Quasi un decennio di cortometraggi, Ventiquattrosette, A room for Romeo Brass e C’era una volta in Inghilterra, prima del capolavoro-distillato Dead man’s shoes. E nello spogliarsi, nel giungere alla violenza/vendetta pura, all’urlo provinciale d’amore (fraterno) di quest’ultimo, eliminare, trattare (chimicamente), separare dal superfluo, passare per l’amore classico ma obbligato, quello fatto di rinuncia, compromesso, errore, relegazione proletaria d’incompiuta volontà, reso inautentico dalla gestazione tutta organica con la realtà. Prima che le scarpe dell’uomo morto si sporcassero di fango e sangue e perfezione del violentarsi ed allucinarsi tranciando via per farsi payback e disperato sentimento cristallizzato, eccoli tutti i limiti, uno per uno. Se in Dead man’s shoes l’elevarsi e il compiersi possono (devono) avvenire è perché C’era una volta in Inghilterra parla degli ostacoli, dell’impossibilità di tempeste autentiche nel verismo castrante: vivaio di desideri spezzati, di arrancare consapevolmente vano, di passeggiate attraverso il romanticismo in una stanza chiusa, fatta di città, salvataggi (d’una vita tranquilla), palliativi e pallore del familiare, rimorsi, soluzioni che non possono essere definite e definitive, delle correzioni storte a deviazioni che non possono essere (e non sono mai state) simmetriche.
Odora di b(u)on(a volon)tà, C’era una volta in Inghilterra: personaggi che si muovono dentro un cuore fatto da un ventricolo ipertrofico ed uno sostituito da una pietra sporca ed inquinamento, vincente sul primo. Muoversi di Meadows negli spazi e tra i volti congeniali, foto sbiadita per raccontare (e forse crocifiggere, e di certo isolare) l’esistere sbiadito a sua volta, quello degli ideali(smi e delle idealizzazioni) nati ostaggi di compromessi. Guerra, forse. Vittoria, mai.

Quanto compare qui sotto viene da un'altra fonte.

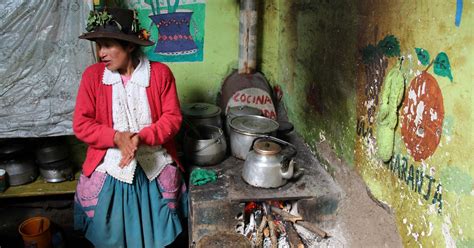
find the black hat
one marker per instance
(115, 23)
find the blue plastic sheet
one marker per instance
(41, 64)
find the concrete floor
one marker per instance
(360, 220)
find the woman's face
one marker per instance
(115, 57)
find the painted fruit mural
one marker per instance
(422, 116)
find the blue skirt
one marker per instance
(112, 213)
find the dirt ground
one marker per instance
(361, 220)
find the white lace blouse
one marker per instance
(131, 112)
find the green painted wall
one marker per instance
(430, 25)
(309, 49)
(200, 81)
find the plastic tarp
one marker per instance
(41, 64)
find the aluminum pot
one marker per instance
(58, 171)
(205, 145)
(239, 111)
(20, 171)
(245, 129)
(197, 114)
(51, 153)
(267, 165)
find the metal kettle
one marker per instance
(268, 165)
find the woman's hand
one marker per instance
(127, 143)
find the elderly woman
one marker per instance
(130, 193)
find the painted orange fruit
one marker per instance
(422, 116)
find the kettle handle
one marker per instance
(289, 173)
(293, 148)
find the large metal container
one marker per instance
(57, 171)
(205, 145)
(20, 171)
(245, 129)
(196, 114)
(267, 165)
(239, 111)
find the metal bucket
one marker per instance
(204, 145)
(245, 129)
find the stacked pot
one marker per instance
(54, 163)
(204, 140)
(17, 163)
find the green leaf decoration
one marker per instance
(389, 46)
(423, 56)
(442, 66)
(369, 54)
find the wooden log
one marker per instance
(271, 225)
(293, 237)
(313, 228)
(259, 235)
(309, 238)
(298, 219)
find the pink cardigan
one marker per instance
(92, 121)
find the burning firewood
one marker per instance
(259, 238)
(298, 219)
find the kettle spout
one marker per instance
(288, 173)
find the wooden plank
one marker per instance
(41, 188)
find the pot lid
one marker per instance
(244, 110)
(266, 147)
(254, 124)
(200, 110)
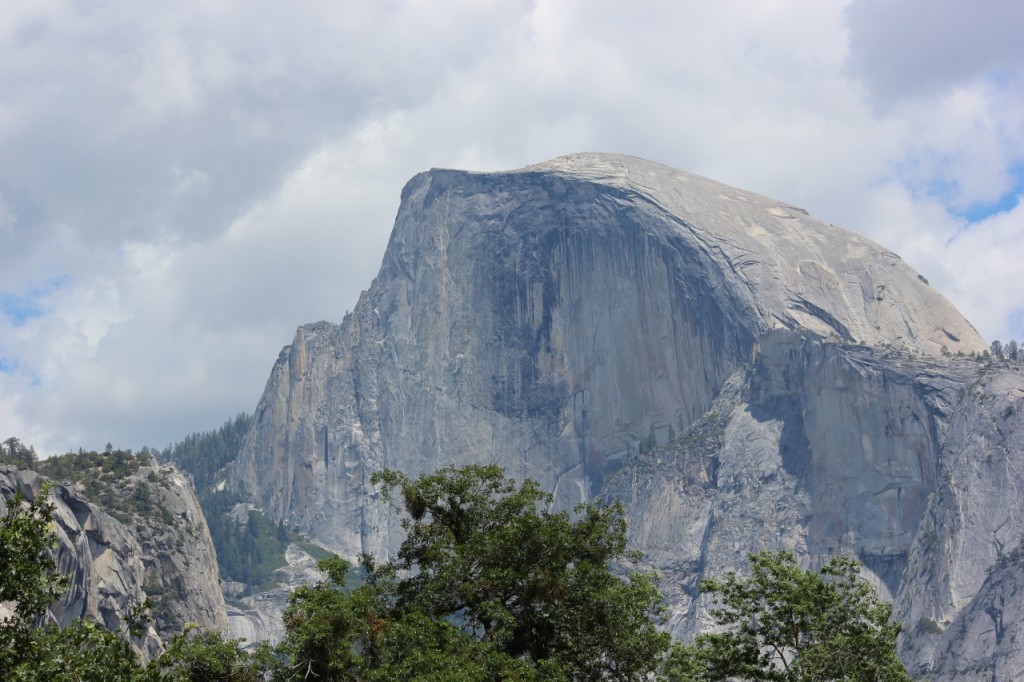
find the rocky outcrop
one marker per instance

Tutti cercano, e trovano, e smarriscono, ma a metà, e Meadows non dà una luce da rincorrere, in consapevole miseria. Non si perde e non si vince, nel Cinema di Meadows: c’è l’angelo nero di Dead man shoe’s che compie, i putti alati punk di This is England che girano in tondo, e quelli di C’era una volta in Inghiterra hanno le ali grigio smog e non possono nemmeno volare, cielo di plastica Midlands addosso cui hanno già sbattuto e che non guardano più come lo conoscessero a memoria, e noi vediamo la vita-convalescenza a cui sono condannati. Prima ancora della speranza, Meadows nasconde nel maltempo (cronologico) l’oggetto stesso da sperare, allontana gli eroi e gli antagonisti rendendo tutti protagonisti o tutti comparse (rispetto alla desolazione onnipresente), elimina e tesse solamente il sorriso della rassegnazione, dell’accettabilità, della povertà ladra di spazio all’esaltazione, come di respirare senza bisogno di un cuore che batta, come di vivere senza avere il potere di lasciar vivere nessuno, sommessi e sommersi uno per uno, come che tutto sia falso e vada bene così, incapsulati tutti i visi nel guscio/crosta working class, sotto la patina della rassegnazione, senza compiacimento registico – il feticismo pseudosociologico che Meadows non ha mai avuto – per un aldilà cinematografico disincantato invece che per un raccapricciante reale aldiquà, per i fantasmi narrati dei vivi inesistenti.